To set the stage for this shared decision making, I began by explaining the steps that I typically go through when faced with a problem, including the type of information I need to collect and how much time I give myself to make the decision. I used straightforward examples at first and eventually worked up to issues that could be resolved in a number of ways. Next, we worked through some situations together. We talked about possible solutions, the pros and cons of each, and selected strategies where we both agreed. We monitored our progress carefully and made adjustments where necessary, and because these were shared decisions, every win was a team victory.
Now I am comfortable knowing that when a decision needs to be made quickly, the associate dean can easily start the process. While certain decisions are mine alone (e.g., full-time hiring decisions, tenure recommendations, and budgeting), almost every other decision could be handled by either of us.
Once faculty and staff could sense that I had placed my trust in the associate dean, they too began to look to them for leadership. Now, some faculty and staff go to the associate dean first when they have an issue as the associate dean is often more accessible than I am.
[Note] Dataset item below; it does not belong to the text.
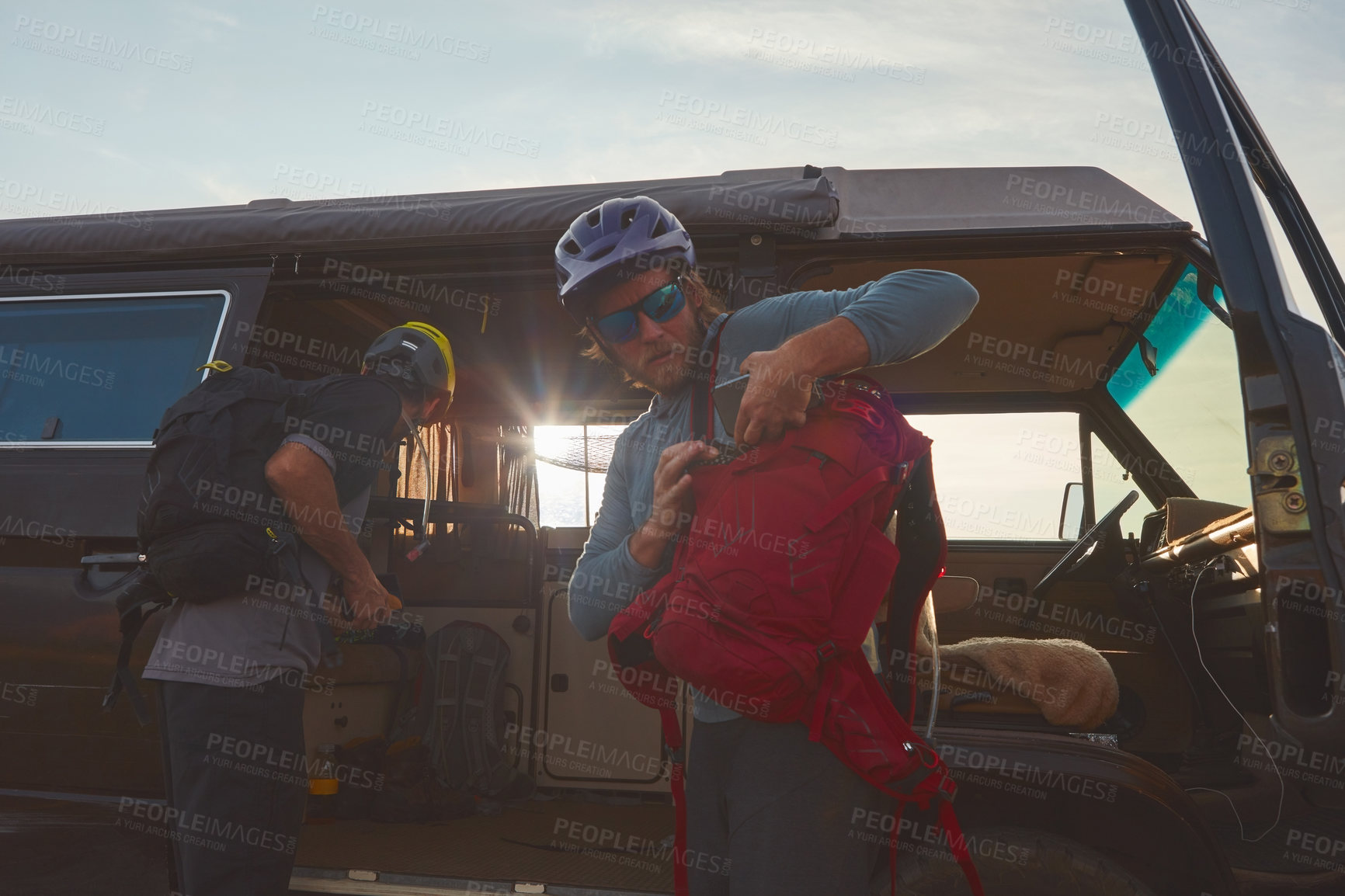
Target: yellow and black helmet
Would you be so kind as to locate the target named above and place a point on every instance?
(416, 352)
There is no better way to build the associate dean’s leadership skills than to empower them in their role. Assign projects for them to complete however they choose. If you have established open lines of communication, you should not worry that they may stray off course. As soon as they encounter an obstacle, they will seek your counsel. When asked, I will provide advice (but not too much) about how I would complete the project. The point here is to encourage the associate dean to “stretch.” You want them to practice their leadership skills by studying which tactics work for them and which do not.
Empowering the associate dean will also allow you to see how they might perform in a dean’s position someday. I am a big fan of empowering all of my direct reports, not just my associate dean. The more often my staff get to experience what it is like to be in a leadership role, the better my division functions.
It is crucial to support the associate dean even when they falter. “Be their rock” means that you will make yourself available to listen and respond when they need advice, encouragement, or consolation.
A self-assured dean generally knows their limits and will surround themselves with staff who excel in areas where the dean may be lacking. Ideally, the associate dean’s best attributes will compliment your strengths, and as a team you will be able to tackle any challenges that come your way.
My secret to success as a dean is having a capable, confident, and compassionate associate dean whom I trust to manage daily operations. This allows me time to focus on creating our vision, developing our faculty, and building momentum in the division. I encourage you to foster strong dean-associate dean partnerships at your institution. Not only will you personally experience an increased sense of purpose, but your division will benefit from consistent leadership.
Wendy Miller, EdD, has been a dean at Elgin Community College in Elgin, Illinois, for 11 years. Her division includes 16 health professions programs plus eight math, science, and engineering departments. Dr. Miller is the author of Strategies for Clinical Teaching in the Health Professions: A Guide for Instructors (Routledge, 2021).